As Hannah points out, it was the movements’ ability to be a movement of resistance, that actively frustrated the government, and not just one that protested about its policies, that was crucial to its success. The fact that so many people were materially damaged by the tax made this radicalism more likely, but the key to the movement’s success was to link so many potential ‘victims’ through bonds of support and activism that they were prepared to risk fines and imprisonment.

Militant Labour, the forerunners to the Socialist Party, were at the heart of the Anti-Poll Tax Unions and the national federation (or ‘Fed’) that co-ordinated this activity, and Hannah is right to give them their due, whilst also recognising that they could be territorial and sectarian at times. He also recounts how the strain of building the movement pulled them further away from the Labour Party, then in one of its periodic bouts of witch-hunting the left, and ultimately to split. The contribution of other left groups is recognised, though no doubt some will find reasons to quibble. It’s puzzling, for example, why the Socialist Worker placards on the Trafalgar Square protest are vaguely described as being made ‘by one of the Trotskyist groups’, when a cursory glance at footage would make it clear which one.

In the aftermath of Trafalgar Square led to Class War dubbing rioters as ‘heroes’, while leading members of Militant denounced them on TV. While the possibility of some being agent provocateurs was not paranoid fantasy, to join the chorus of denunciation was a divisive mistake which reflected the pull of reformist respectability.

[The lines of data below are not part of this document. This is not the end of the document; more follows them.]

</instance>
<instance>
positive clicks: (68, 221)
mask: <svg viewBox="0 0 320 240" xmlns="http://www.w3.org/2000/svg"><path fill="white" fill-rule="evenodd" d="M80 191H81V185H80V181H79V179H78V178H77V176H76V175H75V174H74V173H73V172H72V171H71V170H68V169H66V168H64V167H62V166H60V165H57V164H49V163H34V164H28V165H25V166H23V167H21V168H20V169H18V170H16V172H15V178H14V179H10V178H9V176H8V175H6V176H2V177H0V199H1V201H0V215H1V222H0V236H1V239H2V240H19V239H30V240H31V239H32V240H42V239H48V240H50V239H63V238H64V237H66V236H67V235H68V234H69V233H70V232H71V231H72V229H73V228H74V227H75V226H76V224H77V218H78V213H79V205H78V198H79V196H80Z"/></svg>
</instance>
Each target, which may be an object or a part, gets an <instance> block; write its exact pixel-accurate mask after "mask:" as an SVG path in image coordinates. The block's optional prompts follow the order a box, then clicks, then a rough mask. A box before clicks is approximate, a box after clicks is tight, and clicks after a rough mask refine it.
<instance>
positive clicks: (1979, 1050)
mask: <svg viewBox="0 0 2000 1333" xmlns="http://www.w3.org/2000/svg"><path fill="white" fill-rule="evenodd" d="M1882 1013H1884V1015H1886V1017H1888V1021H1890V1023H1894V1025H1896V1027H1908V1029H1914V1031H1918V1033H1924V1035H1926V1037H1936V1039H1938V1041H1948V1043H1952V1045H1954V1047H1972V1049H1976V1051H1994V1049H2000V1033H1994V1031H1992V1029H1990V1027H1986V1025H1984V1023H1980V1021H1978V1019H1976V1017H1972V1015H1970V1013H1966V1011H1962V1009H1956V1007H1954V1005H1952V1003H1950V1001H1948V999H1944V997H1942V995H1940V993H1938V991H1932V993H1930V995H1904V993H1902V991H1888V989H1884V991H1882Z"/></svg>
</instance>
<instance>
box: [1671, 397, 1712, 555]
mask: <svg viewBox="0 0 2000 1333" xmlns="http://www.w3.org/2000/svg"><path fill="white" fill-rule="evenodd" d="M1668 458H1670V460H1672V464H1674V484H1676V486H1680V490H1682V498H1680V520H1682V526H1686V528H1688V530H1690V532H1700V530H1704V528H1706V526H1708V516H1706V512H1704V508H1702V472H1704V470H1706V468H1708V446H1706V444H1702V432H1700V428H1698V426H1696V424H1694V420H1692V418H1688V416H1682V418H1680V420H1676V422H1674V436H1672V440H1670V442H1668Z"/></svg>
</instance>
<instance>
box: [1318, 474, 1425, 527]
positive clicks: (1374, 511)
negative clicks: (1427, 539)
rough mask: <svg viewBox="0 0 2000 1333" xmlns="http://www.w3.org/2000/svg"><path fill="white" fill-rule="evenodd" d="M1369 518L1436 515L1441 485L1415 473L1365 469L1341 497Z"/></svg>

Fortunately it did not prove fatal to the movement, partly because the splits in the ruling class were also widening, with rebates and caps showing weakness and leading towards the eventual abandonment of the whole policy.

Hannah adds some useful discussion on why this movement didn’t lead to a wider revival of class struggle, and why a compromised Labour party added a fourth successive electoral defeat in 1992. Nonetheless the movement, which was a major working class victory, coming only a few years after the defeat of the miners’ strike, remains a vital source of lessons and inspiration for socialists today. This book will help to supply ideological arms for all those determined to resist when the Johnson government comes calling for us to pay the price of the Coronavirus crisis.